Karam Aboudehen, PhD
Assistant Professor of Medicine
Division of Nephrology & Hypertension
Department of Medicine
Renaissance School of Medicine
101 Nicolls Rd, HSC T 15-103
Stony Brook University
karam.aboudehen@stonybrookmedicine.edu
lncRNA in PKD
Research Focus
Polycystic kidney disease (PKD) is a debilitating genetic disorder characterized by the accumulation of massive bilateral cysts in the kidneys, which leads to end stage renal disease (ESRD). The pathophysiology of PKD is incompletely understood, and treatment options are limited. We study long noncoding RNA (lncRNA) in the pathogenesis of PKD. LncRNAs are a class of non-protein coding RNAs that have pivotal functions in development and disease. They have emerged as an exciting new drug target category for many common conditions. However, the role of lncRNAs in PKD is not known.
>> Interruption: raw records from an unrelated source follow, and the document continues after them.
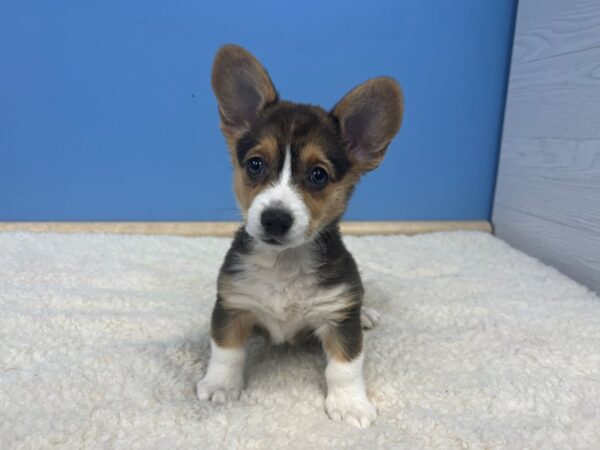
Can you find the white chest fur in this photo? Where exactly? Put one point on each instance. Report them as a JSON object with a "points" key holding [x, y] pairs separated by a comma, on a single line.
{"points": [[282, 290]]}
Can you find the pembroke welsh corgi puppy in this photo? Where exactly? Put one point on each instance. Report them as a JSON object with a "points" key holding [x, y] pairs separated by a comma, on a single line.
{"points": [[288, 273]]}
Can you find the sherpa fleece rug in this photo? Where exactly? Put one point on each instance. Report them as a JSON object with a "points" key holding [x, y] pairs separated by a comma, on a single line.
{"points": [[103, 337]]}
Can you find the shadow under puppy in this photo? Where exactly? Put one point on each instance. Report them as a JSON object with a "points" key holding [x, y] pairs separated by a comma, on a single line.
{"points": [[287, 271]]}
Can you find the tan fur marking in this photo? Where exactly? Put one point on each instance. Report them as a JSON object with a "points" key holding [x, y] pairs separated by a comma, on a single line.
{"points": [[380, 100], [235, 71], [245, 189], [237, 332]]}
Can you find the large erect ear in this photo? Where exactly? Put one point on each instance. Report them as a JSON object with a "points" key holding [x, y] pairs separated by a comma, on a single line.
{"points": [[243, 88], [370, 115]]}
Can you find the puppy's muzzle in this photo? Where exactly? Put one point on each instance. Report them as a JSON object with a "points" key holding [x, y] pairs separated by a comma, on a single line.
{"points": [[276, 223]]}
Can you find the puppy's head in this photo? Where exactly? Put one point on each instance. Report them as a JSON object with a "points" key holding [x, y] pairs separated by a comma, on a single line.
{"points": [[296, 165]]}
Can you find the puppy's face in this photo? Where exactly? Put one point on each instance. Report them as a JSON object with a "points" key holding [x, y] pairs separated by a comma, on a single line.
{"points": [[296, 165]]}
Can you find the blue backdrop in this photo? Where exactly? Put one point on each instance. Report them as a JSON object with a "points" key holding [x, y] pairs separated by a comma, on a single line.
{"points": [[106, 111]]}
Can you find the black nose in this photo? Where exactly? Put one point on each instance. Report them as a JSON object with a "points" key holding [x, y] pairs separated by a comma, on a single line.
{"points": [[276, 221]]}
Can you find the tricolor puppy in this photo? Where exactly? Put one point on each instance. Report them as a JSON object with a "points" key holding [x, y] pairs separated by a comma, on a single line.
{"points": [[287, 272]]}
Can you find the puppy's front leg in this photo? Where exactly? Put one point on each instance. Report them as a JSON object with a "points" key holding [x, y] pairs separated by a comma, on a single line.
{"points": [[224, 379], [346, 395]]}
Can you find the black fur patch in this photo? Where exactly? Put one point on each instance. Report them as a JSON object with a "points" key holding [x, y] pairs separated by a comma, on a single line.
{"points": [[297, 125]]}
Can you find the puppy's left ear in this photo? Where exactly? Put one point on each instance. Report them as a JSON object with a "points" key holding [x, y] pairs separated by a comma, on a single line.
{"points": [[243, 89], [370, 115]]}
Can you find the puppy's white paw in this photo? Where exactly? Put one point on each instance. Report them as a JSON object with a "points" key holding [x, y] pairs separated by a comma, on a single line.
{"points": [[217, 392], [356, 410], [369, 318]]}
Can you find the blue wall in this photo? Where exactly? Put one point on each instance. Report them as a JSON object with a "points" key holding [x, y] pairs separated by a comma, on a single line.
{"points": [[106, 111]]}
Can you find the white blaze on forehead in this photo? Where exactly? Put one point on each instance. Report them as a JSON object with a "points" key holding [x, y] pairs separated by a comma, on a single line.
{"points": [[283, 194], [285, 177]]}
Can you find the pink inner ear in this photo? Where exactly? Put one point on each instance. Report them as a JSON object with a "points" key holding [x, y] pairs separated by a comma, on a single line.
{"points": [[361, 154]]}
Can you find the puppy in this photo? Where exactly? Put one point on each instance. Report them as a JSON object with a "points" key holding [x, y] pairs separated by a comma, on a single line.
{"points": [[288, 272]]}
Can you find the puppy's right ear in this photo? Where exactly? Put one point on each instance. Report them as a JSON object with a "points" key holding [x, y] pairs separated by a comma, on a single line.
{"points": [[243, 88]]}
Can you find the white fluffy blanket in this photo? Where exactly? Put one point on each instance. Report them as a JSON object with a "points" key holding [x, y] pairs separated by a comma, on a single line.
{"points": [[103, 337]]}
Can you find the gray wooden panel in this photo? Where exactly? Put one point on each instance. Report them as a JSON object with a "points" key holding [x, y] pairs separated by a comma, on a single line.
{"points": [[555, 97], [547, 199], [547, 28], [558, 180], [572, 251]]}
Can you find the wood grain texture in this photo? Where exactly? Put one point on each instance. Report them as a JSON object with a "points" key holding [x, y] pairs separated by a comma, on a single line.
{"points": [[564, 26], [226, 229], [556, 97], [571, 250], [547, 199]]}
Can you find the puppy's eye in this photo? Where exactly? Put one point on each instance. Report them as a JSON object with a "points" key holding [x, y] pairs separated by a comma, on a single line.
{"points": [[318, 177], [255, 167]]}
Our long-term objective is to discover therapeutically targetable lncRNAs that prevent or mitigate cyst formation and/or progression in PKD. We have utilized multiple orthologous PKD mouse models and identified lncRNAs that are dysregulated during cystogenesis. We performed specific gene targeting approaches and identified several lncRNAs, such as Hoxb3os and Pvt1, that directly modulate cystogenesis. Our early findings reveal that downregulation of lnc-Hoxb3os exacerbates cystogenesis in murine PKD, whereas upregulation of lnc-Pvt1 is deleterious in driving cyst progression. Preliminary mechanistic studies indicate that Hoxb3os alleviates cystogenesis by antagonizing mTOR signaling and regulating cellular metabolism, whereas Pvt1 upregulation exacerbates cystogenesis by stabilizing c-MYC levels.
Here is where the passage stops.